The Eightfold Path of AI

Step Three – Deep Learning and Representation

Stage 1 and stage 2 of the Eightfold Path showed how computation and data laid the foundations for machine learning. But neither traditional algorithms nor early statistical models could produce the depth of understanding required for general-purpose intelligence. Their representations were too shallow, their flexibility too limited, and their ability to capture complexity constrained by both data and architecture. Stage Three marks the moment when AI systems began to develop richer internal structures – discovering hierarchies, abstractions, and latent features that no human explicitly specified.

Deep learning shifted the field away from hand-engineered features and toward end-to-end learning. Instead of telling a model what to look for, researchers built networks capable of discovering structure directly from data. This represented not just a technical breakthrough but a conceptual one. Intelligence was no longer defined as rules or even patterns. It became the process of learning representations – internal models of the world that allow systems to generalise far beyond their training examples.

During this period, the leap in performance was dramatic. Vision models surpassed hand-crafted image descriptors. Speech recognition improved rapidly. Text models moved from bag-of-words to distributed embeddings. For the first time, AI systems demonstrated the ability to understand hierarchical structure, not just surface-level regularities.

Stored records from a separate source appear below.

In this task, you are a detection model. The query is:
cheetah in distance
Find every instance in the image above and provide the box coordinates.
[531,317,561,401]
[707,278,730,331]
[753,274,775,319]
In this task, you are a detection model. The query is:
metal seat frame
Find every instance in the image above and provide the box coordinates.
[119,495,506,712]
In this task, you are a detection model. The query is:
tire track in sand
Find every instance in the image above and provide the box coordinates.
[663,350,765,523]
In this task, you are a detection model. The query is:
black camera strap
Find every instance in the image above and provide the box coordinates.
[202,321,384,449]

Understanding this transition is essential because it set the trajectory for everything that followed: the transformer architecture, multimodal models, and the rise of large-scale foundation systems.

A period of very heavy development dreating the building blocks of modern AI. I took a course at the Cambridge Judge Business School while this innovation was happening

From Features to Representations

Before deep learning, machine learning relied heavily on feature engineering. Humans decided which characteristics mattered:

edge detectors in vision
part-of-speech tags for language
frequency counts in documents
handcrafted behavioural features for forecasting

Models could only reason with the features they were given. The intelligence therefore lived outside the system – in the mind of the engineer who designed the features.

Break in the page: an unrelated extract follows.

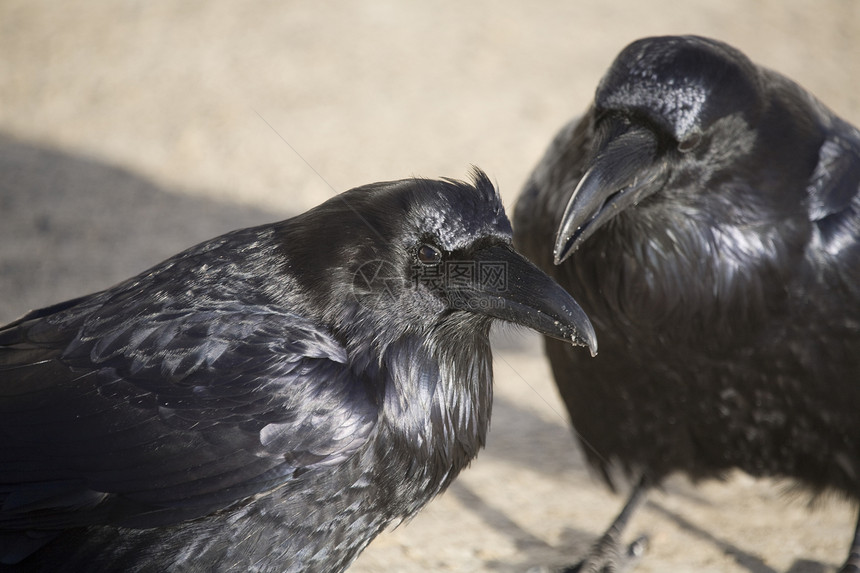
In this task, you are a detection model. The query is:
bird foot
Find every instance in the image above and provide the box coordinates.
[524,535,646,573]
[562,534,648,573]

Deep learning inverted this logic. Instead of providing features, researchers built layered neural networks that could learn them automatically. Each layer extracted a more abstract representation of the input, transforming pixels into edges, edges into shapes, shapes into objects, or transforming word tokens into semantic vectors that captured meaning rather than form.

This was a profound shift. The model began to build its own internal language for describing the world.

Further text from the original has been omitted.